En plein litige avec la RDC pour Manono, AVZ poursuivi par un régulateur en Australie
AVZ Minerals est radiée de la bourse australienne ASX depuis plus d’un an. La compagnie est depuis plus longtemps au cœur d’un différend relatif au gisement Manono en RDC, pour lequel elle réclame sans succès les droits d’exploitation.
La Commission australienne des valeurs mobilières et des investissements (ASIC) a annoncé mardi 11 novembre avoir engagé des poursuites devant une Cour fédérale contre AVZ Minerals, compagnie minière revendiquant les droits d’exploitation du gisement de lithium Manono en RDC.
Le régulateur boursier australien accuse la société et deux de ses dirigeants d’avoir manqué à leurs obligations d’information à l’égard des investisseurs dans le cadre d’un litige sur le projet Manono.
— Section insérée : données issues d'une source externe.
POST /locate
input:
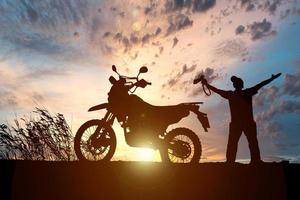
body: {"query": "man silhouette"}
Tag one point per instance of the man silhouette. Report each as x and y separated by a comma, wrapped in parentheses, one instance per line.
(240, 102)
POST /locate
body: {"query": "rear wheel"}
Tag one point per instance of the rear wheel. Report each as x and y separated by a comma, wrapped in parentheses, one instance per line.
(95, 140)
(182, 145)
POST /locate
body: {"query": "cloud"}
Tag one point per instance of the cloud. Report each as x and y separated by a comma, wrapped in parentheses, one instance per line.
(257, 30)
(174, 80)
(266, 95)
(240, 29)
(291, 84)
(271, 6)
(210, 75)
(232, 48)
(284, 106)
(175, 41)
(194, 5)
(260, 30)
(178, 22)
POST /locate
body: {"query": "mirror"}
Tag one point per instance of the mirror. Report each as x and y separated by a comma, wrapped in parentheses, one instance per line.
(143, 69)
(114, 68)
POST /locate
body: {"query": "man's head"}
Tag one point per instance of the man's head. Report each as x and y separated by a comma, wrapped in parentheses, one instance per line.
(237, 82)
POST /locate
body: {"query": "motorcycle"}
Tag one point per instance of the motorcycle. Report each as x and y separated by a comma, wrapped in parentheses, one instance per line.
(144, 125)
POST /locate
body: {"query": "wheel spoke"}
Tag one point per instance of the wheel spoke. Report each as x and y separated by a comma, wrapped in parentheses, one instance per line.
(91, 152)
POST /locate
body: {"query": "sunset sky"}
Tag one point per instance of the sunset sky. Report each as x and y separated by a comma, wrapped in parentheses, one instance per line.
(57, 54)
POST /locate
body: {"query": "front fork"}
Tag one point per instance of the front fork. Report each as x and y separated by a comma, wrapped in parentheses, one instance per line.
(99, 139)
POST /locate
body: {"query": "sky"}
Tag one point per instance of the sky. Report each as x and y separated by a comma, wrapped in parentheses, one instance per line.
(58, 54)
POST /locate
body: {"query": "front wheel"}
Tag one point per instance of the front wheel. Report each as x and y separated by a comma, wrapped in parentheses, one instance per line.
(95, 140)
(181, 145)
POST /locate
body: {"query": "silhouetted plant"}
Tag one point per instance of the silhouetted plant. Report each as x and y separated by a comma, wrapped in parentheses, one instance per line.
(39, 137)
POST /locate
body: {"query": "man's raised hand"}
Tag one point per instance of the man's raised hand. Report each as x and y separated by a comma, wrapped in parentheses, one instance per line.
(275, 76)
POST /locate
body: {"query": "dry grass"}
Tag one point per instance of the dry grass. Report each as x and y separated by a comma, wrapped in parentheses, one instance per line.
(41, 136)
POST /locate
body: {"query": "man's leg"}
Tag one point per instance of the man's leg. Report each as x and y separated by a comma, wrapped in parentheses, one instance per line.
(251, 134)
(233, 139)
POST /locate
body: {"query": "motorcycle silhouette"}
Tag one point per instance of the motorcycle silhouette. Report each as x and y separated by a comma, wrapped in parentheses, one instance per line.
(144, 125)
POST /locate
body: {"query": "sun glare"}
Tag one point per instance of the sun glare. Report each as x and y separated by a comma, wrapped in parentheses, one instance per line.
(146, 154)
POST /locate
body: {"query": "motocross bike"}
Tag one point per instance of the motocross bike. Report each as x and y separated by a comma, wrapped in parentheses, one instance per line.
(144, 125)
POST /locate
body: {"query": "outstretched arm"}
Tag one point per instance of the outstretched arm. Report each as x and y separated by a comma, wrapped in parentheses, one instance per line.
(265, 82)
(216, 90)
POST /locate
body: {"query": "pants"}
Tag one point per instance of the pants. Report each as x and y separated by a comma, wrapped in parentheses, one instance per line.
(235, 132)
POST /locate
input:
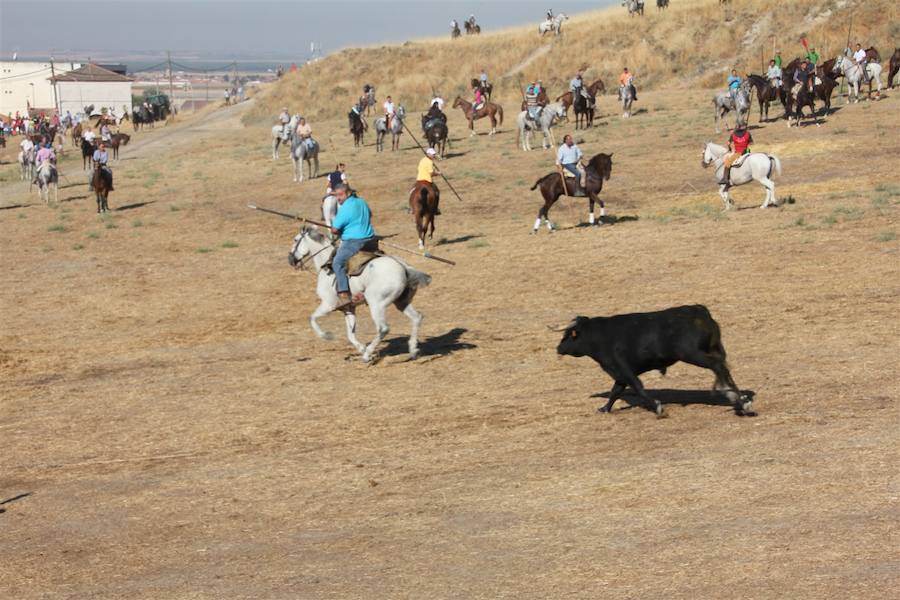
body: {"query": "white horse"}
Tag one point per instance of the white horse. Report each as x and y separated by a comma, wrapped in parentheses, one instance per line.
(550, 115)
(740, 104)
(853, 74)
(386, 280)
(553, 25)
(26, 163)
(626, 95)
(755, 166)
(301, 151)
(283, 134)
(48, 177)
(396, 129)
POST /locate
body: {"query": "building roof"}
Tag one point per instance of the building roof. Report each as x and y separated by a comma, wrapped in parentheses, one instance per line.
(90, 72)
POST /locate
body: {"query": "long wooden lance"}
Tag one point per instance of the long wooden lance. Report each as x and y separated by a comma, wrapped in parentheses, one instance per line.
(424, 254)
(444, 177)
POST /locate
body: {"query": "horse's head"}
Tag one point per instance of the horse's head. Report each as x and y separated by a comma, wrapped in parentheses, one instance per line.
(308, 244)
AVZ était une société cotée sur l’ASX jusqu’en mai 2022, avant une suspension qui a débouché ensuite sur une radiation de la bourse australienne en mai 2024. Par l’intermédiaire de sa filiale Dathcom Mining, la compagnie détenait 75 % dans le projet Manono, le plus grand gisement congolais de lithium, mais n’en a pas obtenu les droits d’exploitation.
Son partenaire de coentreprise, la compagnie minière publique congolaise Cominière, a en effet annoncé en octobre 2023 la signature d’un accord en vue d’exploiter une partie du gisement aux côtés du chinois Zijin Mining.
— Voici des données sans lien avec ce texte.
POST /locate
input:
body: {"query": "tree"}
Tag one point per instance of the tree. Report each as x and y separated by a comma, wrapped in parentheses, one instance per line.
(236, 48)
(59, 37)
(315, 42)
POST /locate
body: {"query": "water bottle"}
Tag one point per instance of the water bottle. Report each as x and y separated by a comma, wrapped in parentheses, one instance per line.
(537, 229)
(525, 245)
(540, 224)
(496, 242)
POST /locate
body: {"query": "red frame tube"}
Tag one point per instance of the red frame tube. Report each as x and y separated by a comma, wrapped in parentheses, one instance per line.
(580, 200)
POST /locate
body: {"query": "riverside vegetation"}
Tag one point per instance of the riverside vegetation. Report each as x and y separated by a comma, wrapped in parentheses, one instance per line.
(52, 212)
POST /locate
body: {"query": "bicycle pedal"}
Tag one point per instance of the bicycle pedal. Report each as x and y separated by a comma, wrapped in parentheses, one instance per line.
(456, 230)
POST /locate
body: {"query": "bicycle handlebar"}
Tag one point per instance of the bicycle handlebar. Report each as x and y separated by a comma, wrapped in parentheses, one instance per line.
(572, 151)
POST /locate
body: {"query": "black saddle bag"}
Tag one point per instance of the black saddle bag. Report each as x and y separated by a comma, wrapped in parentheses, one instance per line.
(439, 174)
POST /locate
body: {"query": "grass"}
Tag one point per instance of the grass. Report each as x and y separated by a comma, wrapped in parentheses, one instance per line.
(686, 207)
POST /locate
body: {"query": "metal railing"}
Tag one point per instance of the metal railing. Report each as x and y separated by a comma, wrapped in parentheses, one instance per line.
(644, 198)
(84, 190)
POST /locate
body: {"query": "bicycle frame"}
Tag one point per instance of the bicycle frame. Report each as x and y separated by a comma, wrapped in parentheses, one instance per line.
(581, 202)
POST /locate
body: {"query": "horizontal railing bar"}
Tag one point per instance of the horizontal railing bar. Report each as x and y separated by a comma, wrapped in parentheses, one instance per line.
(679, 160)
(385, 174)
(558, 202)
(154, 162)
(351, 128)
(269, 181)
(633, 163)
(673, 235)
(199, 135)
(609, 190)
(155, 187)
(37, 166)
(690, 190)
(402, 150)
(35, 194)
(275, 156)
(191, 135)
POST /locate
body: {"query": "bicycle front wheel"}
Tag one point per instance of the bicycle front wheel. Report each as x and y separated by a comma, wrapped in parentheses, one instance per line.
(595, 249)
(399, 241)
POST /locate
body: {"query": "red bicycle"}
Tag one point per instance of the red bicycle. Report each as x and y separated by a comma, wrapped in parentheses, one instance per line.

AVZ conteste ces différentes évolutions et a lancé plusieurs procédures devant des tribunaux internationaux pour obtenir gain de cause. Selon l’ASIC, la compagnie a cependant omis de divulguer ce conflit juridique pendant près d’un an. Le directeur général d’AVZ, Nigel Ferguson, et le directeur technique, Graeme Johnston, ont par ailleurs manqué à leurs obligations d’administrateurs, en autorisant ou permettant la publication d’annonces sur l’ASX « qui étaient fausses ou trompeuses ».
« Il était pratiquement impossible pour les investisseurs particuliers de se rendre en Afrique centrale, où la société exerce ses activités. Dans ces circonstances, les investisseurs comptent sur la société pour leur fournir des informations précises et opportunes. Nous alléguons que M. Ferguson et M. Johnston ont omis d’informer les investisseurs des problèmes en cours dans cette affaire pendant près de 12 mois », indique Sarah Court, vice-présidente de l’ASIC.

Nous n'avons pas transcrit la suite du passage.